Yes, but what I'm referring to is more that the _proportions_ would remain the 
same over the whole 
table, no matter what the actual page-dimensions are.
Given that proportional-column-width() and auto table-layout are mutually 
exclusive, distribution of 
remaining space can occur if:

a) table-layout=fixed, explicit columns with relative widths (some using 
p-c-w())
b) table-layout=fixed, implicit columns with relative widths (from cells in 
the first row)
c) table-layout=auto

Take case a):
Suppose six defined columns, then in my original example, I'd expect the 
column-widths to have the 
same proportions on every page, no matter if the page contains a cell that 
occupies a particular 
column. This is what the average human being would expect, I guess, especially 
if it isn't the last 
column.

Move on to case b):
Suppose the first row contains five cells, each with a relative width of 20% 
--no proportional-column-
width() here.
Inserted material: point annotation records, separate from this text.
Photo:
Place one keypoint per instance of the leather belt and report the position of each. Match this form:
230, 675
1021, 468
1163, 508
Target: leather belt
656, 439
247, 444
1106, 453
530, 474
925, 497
Strictly following the Rec, we should end up with a table of five 
columns, equally large in 
proportion on all pages. What happens if I add a sixth cell to the last row? 
(I'd say we can safely ignore 
and complain about it, which we already do, IIC)

Case c) seems to offers more liberty here, since not only the absolute, but 
also the relative values can 
be evaluated separately for each page.